Q & A Session With JTF2 Commander

The Globe and Mail has published a revealing Q & A session with the commander of Canada's secretive JTF2.

Communication between Brigadier-General Michael Day, the former JTF 2 soldier who now heads Canadian Special Operations Forces Command, and a Globe and Mail journalist.

Subject “on the road” somewhere outside the country.

Date: Sept. 30, 2010

Time: Unknown

You've had 17 years to watch JTF 2 grow. Has terrorism changed?
There is this phrase. It's called VUCA. Volatile. Uncertain. Chaotic. Asymmetric. That describes the threat we think we are facing.

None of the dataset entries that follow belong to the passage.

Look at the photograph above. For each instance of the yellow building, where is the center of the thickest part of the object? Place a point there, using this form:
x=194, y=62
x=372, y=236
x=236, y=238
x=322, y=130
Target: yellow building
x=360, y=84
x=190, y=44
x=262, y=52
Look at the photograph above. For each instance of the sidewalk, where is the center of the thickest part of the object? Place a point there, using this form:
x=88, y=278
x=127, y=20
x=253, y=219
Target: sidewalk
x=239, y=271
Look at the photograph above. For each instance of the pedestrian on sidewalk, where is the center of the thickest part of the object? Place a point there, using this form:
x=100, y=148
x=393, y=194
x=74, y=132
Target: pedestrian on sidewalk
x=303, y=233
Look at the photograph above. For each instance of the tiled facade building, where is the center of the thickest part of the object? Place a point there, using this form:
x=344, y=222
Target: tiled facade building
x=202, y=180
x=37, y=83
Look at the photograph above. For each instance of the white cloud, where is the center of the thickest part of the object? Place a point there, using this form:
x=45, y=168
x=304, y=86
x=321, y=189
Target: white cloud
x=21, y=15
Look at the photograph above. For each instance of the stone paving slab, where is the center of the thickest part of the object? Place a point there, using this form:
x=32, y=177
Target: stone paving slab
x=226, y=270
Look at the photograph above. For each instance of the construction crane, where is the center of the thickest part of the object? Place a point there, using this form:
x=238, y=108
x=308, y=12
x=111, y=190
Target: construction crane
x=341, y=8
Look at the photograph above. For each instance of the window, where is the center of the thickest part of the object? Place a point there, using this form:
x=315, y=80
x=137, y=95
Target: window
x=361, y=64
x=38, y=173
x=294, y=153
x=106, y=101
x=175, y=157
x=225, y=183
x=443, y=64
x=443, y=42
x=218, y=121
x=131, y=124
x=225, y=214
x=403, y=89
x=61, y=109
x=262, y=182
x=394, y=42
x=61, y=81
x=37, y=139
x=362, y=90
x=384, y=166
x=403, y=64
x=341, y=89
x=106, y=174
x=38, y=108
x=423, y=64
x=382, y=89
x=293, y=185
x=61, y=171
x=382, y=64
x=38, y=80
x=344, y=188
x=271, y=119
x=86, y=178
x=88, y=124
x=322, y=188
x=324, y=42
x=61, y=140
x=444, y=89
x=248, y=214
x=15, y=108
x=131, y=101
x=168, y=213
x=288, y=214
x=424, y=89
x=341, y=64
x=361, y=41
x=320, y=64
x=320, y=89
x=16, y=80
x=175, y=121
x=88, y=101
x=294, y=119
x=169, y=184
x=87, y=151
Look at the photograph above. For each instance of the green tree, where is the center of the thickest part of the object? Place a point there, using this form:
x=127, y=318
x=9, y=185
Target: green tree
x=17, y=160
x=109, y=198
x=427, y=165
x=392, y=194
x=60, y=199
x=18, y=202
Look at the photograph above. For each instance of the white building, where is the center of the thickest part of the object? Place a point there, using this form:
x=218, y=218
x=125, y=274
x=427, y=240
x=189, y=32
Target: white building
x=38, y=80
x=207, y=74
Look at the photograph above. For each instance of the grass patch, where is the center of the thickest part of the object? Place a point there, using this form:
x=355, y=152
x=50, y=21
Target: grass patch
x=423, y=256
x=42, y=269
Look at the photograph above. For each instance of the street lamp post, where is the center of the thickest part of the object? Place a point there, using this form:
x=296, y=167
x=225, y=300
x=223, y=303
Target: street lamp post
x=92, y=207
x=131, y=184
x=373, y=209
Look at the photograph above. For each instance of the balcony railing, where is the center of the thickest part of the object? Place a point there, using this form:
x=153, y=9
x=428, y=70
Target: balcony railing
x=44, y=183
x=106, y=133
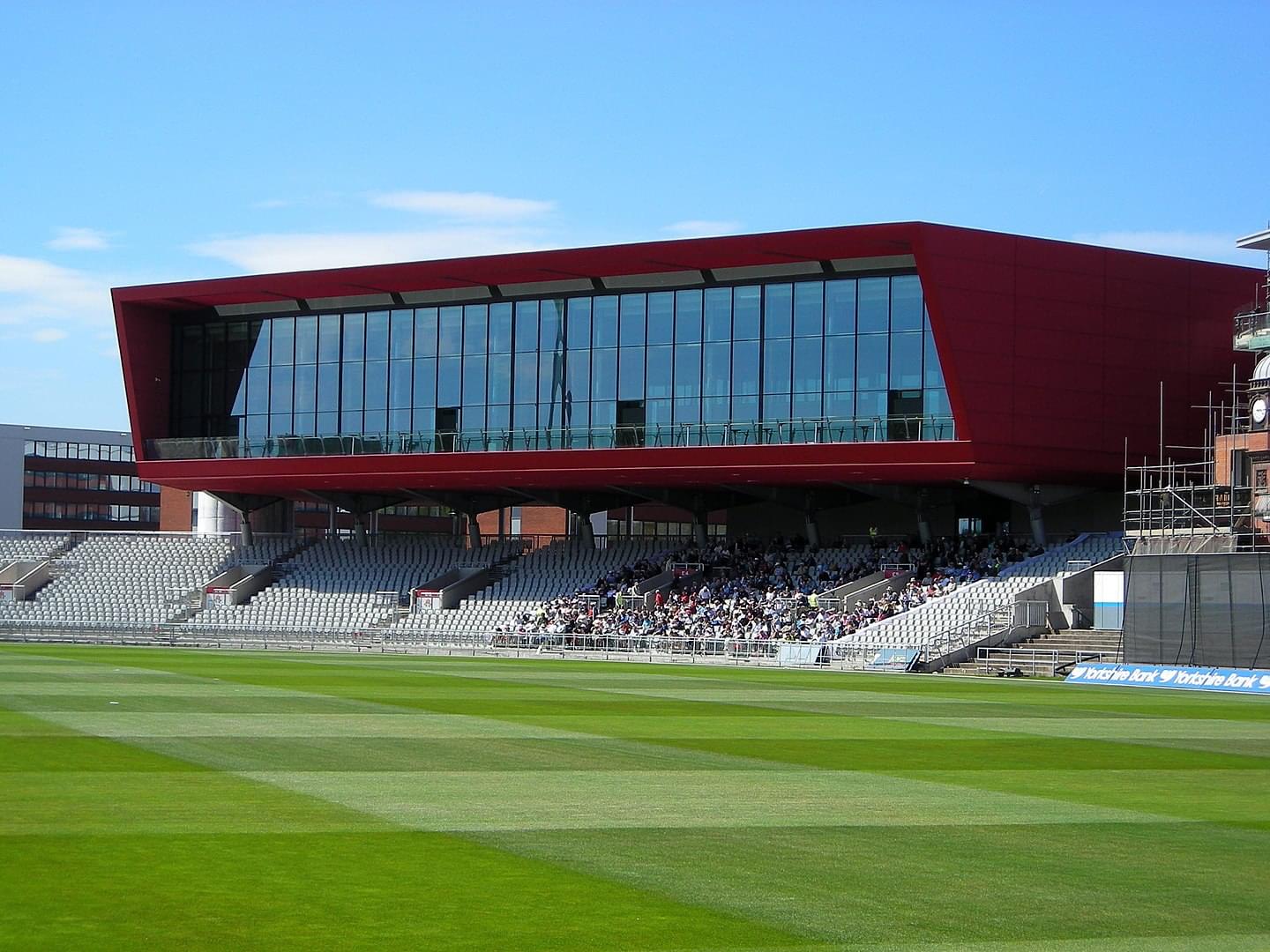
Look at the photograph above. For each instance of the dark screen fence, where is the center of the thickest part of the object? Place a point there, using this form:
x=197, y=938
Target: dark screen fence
x=1198, y=609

So therefore when you say, ‘You guys do hostage rescue but there haven't been any hostage rescues,' there is no way to safely predict that's going to be the event that happens in Canada, right?

Is there is a profile of a JTF 2 assaulter?
You would never notice him in a crowd. We actually select people who do not really want to stand out. The average age is close to, if not over, 30. They are married. They have kids. They are typical Canadians. They are hockey dads. I managed my boy's hockey team for a couple of years. I can't tell you the number of guys on the teams that I saw across the bench.

In terms of “black” operations, Canada is not the U.S.
What is a “black” operation? Besides Call of Duty on my boy's Xbox 360, I have to tell you I've been in the community on and off for 18 years, and never heard that term used. An operation is an operation, right?

How about clandestine commando operations, then? Do Canadians have the stomach for that?
We have no commandos. Commandos is not a Canadian term. I don't talk about my operations in Afghanistan, but my sense is Canadians are pretty happy that we're going out and protecting other Canadian soldiers.

But remove the war context and it gets more murky.
It's an interesting question. I'm sure John Wright from Ipsos Reid could probably give you a take. I don't actually spend a lot of time worrying about that. Governments and the chain of command determine what we do and what we don't do.

There's nothing you're doing that the Prime Minister wouldn't know about, right?
All the senior leaders hear what we're doing. This idea that nobody knows – it's [expletive].